Sarah Palin keeps reminding Americans of their roots in Judeo-Christian values, in the Constitution and the Declaration of Independence. Nationalism or pride of country, for her, are a good thing.

Jabotinsky, in his late teens lived in Italy and became very interested in the great Italian leader Garibaldi who had unified Italy fifty years earlier using his popularity and his skill at rousing the common people to do so. He exemplified nationalism and liberalism.

The Jewish question became front and center in 1905 when Russia lost a war to Japan. The Russian people turned to revolution and the Czar clamped down hard on them particularly on the Jews. HIs government organized pogroms on various Jewish communities throughout Russia. Hundreds of Jews were raped or killed or both, with the approval of the government.

Jabotinsky, a strong proponent of Jewish self-defense was aghast that the Jews cowered as they were slaughtered rather than fight back, except in few instances. Where was their pride? Where was their manhood?

Palin also believes in a strong military and believes you fight to win.  She also supports the right to bear arms. 

Jabotinsky once advised Jews: “Better to have a gun and not need it than to need one and not have it.”

When Palin visited with PM Netanyahu in Israel last year, she asked “Why are you apologizing all the time?” Rick Richman, in Commentary, suggested she might have been familiar with the famous essay by Ze’ev Jabotinsky entitled “Instead of Excessive Apology:”

We constantly and very loudly apologize… Instead of turning our backs to the accusers, as there is nothing to apologize for, and nobody to apologize to, we swear again and again that it is not our fault…. Every accusation causes among us such a commotion that people unwittingly think, “why are they so afraid of everything?” …

We think that our constant readiness to undergo a search without hesitation and to turn out our pockets, will eventually convince mankind of our nobility.

Richman concluded by saying “And if she did not know, more power to her.
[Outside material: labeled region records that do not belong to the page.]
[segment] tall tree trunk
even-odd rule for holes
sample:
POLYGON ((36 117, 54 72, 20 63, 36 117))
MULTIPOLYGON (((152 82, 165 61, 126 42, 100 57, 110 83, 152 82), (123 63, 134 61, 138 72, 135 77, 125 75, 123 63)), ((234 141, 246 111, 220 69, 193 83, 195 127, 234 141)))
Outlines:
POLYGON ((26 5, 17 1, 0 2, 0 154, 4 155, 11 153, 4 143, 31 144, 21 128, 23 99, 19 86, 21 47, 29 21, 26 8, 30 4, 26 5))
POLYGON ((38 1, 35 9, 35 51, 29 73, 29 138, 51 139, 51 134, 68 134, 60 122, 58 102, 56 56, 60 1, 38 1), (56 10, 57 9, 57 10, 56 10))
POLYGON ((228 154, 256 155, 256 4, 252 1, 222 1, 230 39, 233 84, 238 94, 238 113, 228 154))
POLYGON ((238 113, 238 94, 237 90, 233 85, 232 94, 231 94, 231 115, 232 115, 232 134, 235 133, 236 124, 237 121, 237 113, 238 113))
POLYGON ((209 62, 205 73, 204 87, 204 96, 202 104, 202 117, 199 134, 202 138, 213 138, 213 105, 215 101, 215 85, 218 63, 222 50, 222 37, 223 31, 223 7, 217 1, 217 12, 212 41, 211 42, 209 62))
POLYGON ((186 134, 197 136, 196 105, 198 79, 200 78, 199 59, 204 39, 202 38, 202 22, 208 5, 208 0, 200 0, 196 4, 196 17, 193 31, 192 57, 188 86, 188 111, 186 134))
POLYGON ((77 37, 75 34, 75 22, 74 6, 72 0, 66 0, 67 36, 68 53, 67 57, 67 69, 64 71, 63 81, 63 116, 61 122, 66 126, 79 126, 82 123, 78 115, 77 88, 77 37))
It is another indication she has a visceral feeling for the issues she champions.” So too, did Jabotinsky.

In response to the pogroms, Jabotinsky took pen in hand and railed against the “pathetic bankruptcy of the Jewish assimilationists and the hypocrisy of the Russian progressives”.

In one of his articles “Our Every Day Phenomenum”, he denounced “the epidemic of baptism that had spread among Jewish academic youth”. Since Jews were barred from attending universities, they were resorting to baptism so they could get a university education.

. Jabotinsky once advised Jews: “Better to have a gun and not need it than to need one and not have it.”
In order to formulate a solution to the Jewish problem, Jabotinsky studied the “nationalities problem” for eight months in Vienna. At this time he became a proponent of aliya, the use of Hebrew in the Jewish schools in Russia and in Zionist conferences and in the creation of a Hebrew university in Palestine so that Jewish youths could get an education.

He wanted to have Jewish schools teach Jewish history and Jewish pride and to teach it in Hebrew. These ideas came to fruition. He also supported a federation of minorities in Russia, the Jews being one of them.

The revolutionary atmosphere in Russia spread to The Ottoman Empire where the Sultan was unseated in 1909. The new regime instituted a policy of Ottomanization. All minorities had to assimilate in one Ottoman nation and had to learn the Ottoman language. Thus the idea of Jewish autonomy in the Ottoman Empire had no future.

But WWI changed that. The British, anticipating defeating Germany and the Ottoman Empire, offered the Jews, in return for their help in the war. a state as set out in the Balfour Declaration of 1917.

The rest, as they say, is history.

Both Palin and Jabotinsky were never part of the establishment but had great influence over it. They both still do.